QuPath 0.2.0-m4- Subcellular particle analysis

Hi all,

I have images with 3 different channels:

  1. DAPI (nucleus)
  2. subcellular marker
  3. neuronal marker.

I was wondering if it’s possible to analyze channel 2 within channel 3, excluding channel 1. I guess I would need to first segment (how?) the channel 3 and then run the cell detection tool for channel 2?

Thanks,
P

The pixel classifier might be your best bet in M5. Or the threshold tool (same menu with the pixel classifier).

I don’t think QuPath is generally cut out for neuronal detection (dendrites?), and you may have better luck with CellProfiler for cell by cell analysis. But if you want to post a picture, I might be able to give a more specific answer. It would also depend on how large the image is (there are various ways to abuse the subcellular detection tool).

I haven’t tried these new tools, is there any trial to learn how to use them?

Here’s a representative picture and the colors are:

  • WHITE: subcellular particles to analyze
  • BLUE: DAPI
  • GREEN: astrocytes
  • RED: neurons

My aim is to analyze particles in neurons vs astrocytes. It’s hard to see neurites here (probably because of thigh density of neural network), the red is pretty much everywhere with a much fainter staining where astroctyes are. There must be a way to separate the 2 by thresholding.

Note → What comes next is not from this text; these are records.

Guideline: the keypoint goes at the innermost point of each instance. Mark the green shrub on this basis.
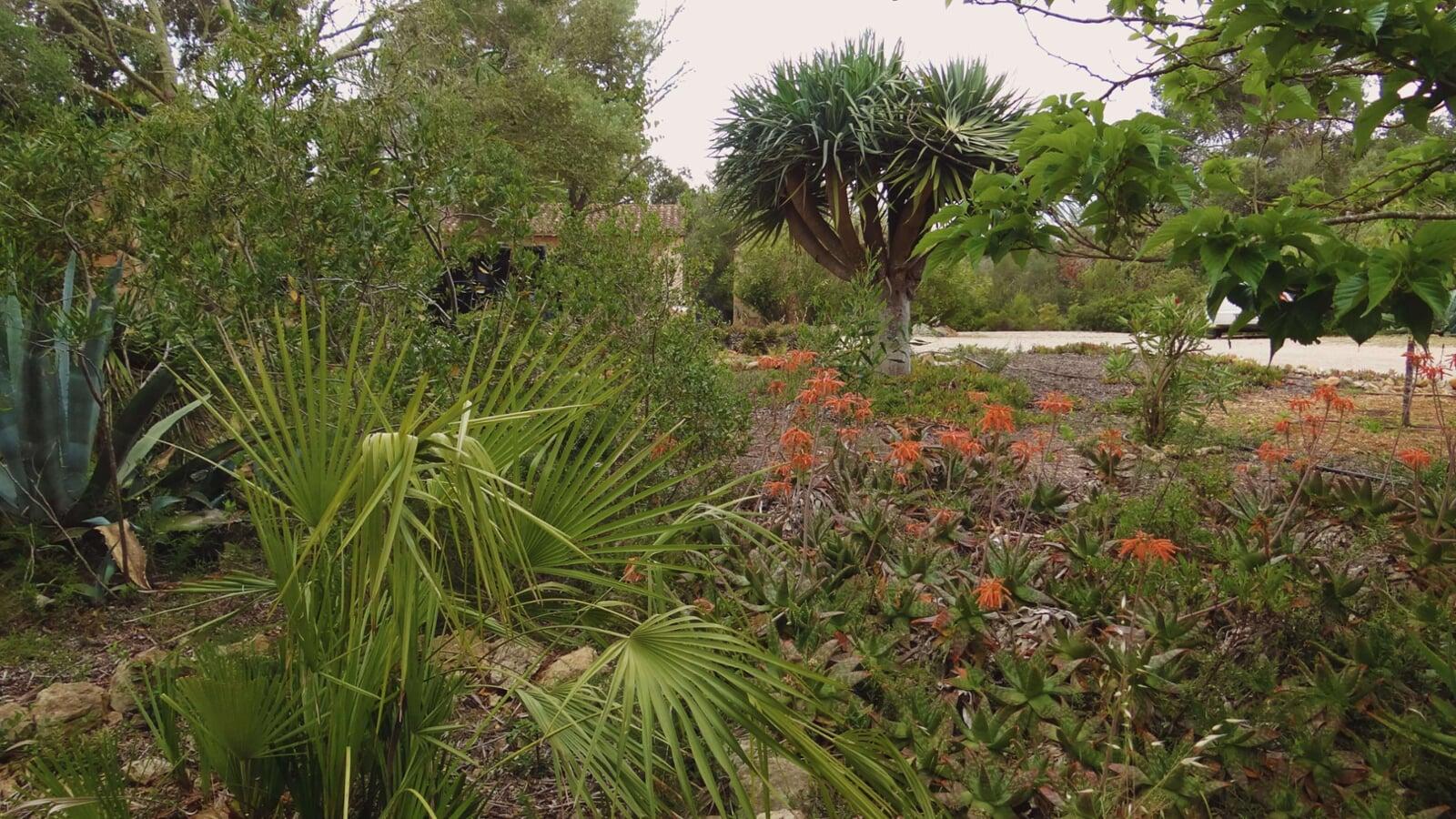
(783, 283)
(613, 281)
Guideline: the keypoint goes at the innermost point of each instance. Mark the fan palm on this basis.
(511, 504)
(852, 152)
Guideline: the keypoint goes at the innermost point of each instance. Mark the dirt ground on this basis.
(1372, 433)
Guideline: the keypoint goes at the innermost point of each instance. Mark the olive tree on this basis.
(852, 152)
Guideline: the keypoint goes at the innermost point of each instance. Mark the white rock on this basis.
(146, 770)
(69, 705)
(568, 666)
(15, 724)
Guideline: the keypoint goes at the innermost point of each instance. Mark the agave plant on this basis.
(51, 383)
(516, 508)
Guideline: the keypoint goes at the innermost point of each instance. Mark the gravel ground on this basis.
(1380, 354)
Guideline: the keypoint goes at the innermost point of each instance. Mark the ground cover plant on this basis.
(1072, 622)
(545, 548)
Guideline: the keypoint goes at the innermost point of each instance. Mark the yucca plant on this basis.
(51, 385)
(517, 508)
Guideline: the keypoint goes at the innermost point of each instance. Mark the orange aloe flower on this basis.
(1055, 404)
(997, 419)
(906, 452)
(1416, 460)
(992, 593)
(778, 489)
(1147, 548)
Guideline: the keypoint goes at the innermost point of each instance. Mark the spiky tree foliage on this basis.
(852, 150)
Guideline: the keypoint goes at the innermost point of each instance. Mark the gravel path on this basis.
(1380, 354)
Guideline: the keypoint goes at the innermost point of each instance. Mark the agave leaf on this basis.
(138, 452)
(126, 551)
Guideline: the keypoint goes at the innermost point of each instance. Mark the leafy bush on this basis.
(1046, 293)
(615, 281)
(1168, 375)
(783, 283)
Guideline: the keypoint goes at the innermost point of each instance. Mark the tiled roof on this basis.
(670, 216)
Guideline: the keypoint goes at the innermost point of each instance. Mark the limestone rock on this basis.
(790, 785)
(146, 770)
(502, 661)
(568, 666)
(15, 724)
(126, 681)
(69, 707)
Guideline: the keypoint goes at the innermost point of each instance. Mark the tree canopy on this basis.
(1368, 80)
(852, 150)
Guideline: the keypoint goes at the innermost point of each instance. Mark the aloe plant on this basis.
(50, 413)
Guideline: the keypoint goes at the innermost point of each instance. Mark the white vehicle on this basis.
(1228, 314)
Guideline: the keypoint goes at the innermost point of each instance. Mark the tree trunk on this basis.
(897, 327)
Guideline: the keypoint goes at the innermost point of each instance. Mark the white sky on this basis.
(725, 43)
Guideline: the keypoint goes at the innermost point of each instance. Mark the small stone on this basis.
(69, 707)
(146, 770)
(15, 724)
(568, 666)
(126, 681)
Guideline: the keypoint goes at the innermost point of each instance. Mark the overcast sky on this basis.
(724, 43)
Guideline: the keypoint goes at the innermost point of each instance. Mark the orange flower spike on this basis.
(992, 593)
(1143, 547)
(1271, 453)
(1416, 460)
(906, 452)
(997, 419)
(800, 359)
(1055, 404)
(778, 489)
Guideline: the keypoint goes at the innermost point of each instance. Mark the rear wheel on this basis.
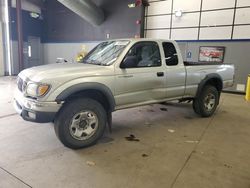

Please let me know if anything is unclear. Thanks!

If your image is that small, you could probably use the “convert a whole image annotation into a cell and generate subcellular objects method.”
Roughly described here, though I think any code is for 0.1.3.
Once you have objects for your Red and White channels, you can convert them into annotations and AND them through the context menu Annotations->Intersect selected annotations.
Or simply create Subcellular detections for the white objects, and classify them by the intensity of red or green within them.

On the other hand, you might find it more straightforward, depending on the number of images, to use the Simple Threshold tool in M5. No guide on this yet, but short version…


Pick a channel

Verify the mask is what you want. Turn the mask on and off using the poorly circled C button.

Create Objects

Now that I have a Tumor object, I can go ahead and make another annotation for my CD8 positive objects.


Selecting both of these annotations through the Annotations tab, and then right clicking on one in the Viewer window, I can then choose the Annotations->Intersect selected annotations and get just the CD8 area inside of the Tumor area.

This process can take a moment, just let it struggle.
In the end, the overlapping area as annotations:

Even better, it looks like you can save the simple threshold as a classifier and run it as a script thanks to @dstevens


I have occasionally gotten the Save model window stuck behind the model window at times, though.

Thanks for the instructions. The image I have posted is just a inset. My images are huge (over 300 MB) so I probably won’t be able to use the “convert a whole image annotation into a cell and generate subcellular objects method”.

I have tried using the Classify with simple thresholder but there might be some bug in the 0.2.0. I have selected the FITC channel and ignored everything below the threshold but I get weird images like the one below (attached) no matter what threshold I select. Please let me know if you have any advice on this.

This is a great idea and I think it will do the job.

Thanks! :blush:

You are using M4, where neither the pixel classifier nor the thresholding tool were fully functional.

If you really want to stick with M4, you might be able to create the whole image annotation, split that up into tiles, and then convert each tile into a cell, and run subcellular detection on the “cell tiles,” though you will potentially chop up some of your white objects between cells.

As mentioned in your first post, you could also try treating the white objects as your nuclei, and then classify the resulting cells based on their green or red channel intensities. It will somewhat depend on how roundish and how evenly sized your white spots are, though. The thresholding tool is a bit less sensitive to size variation.

You can also use the thresholding tool in one step to generate white detections (rather than annotations) and use Add Intensity Features to add the mean intensity for your other channels. The objects can then be classified by those intensities. I may need to edit some of the classification scripts for M5, though, so let me know how it is working (or not) if you choose to do that.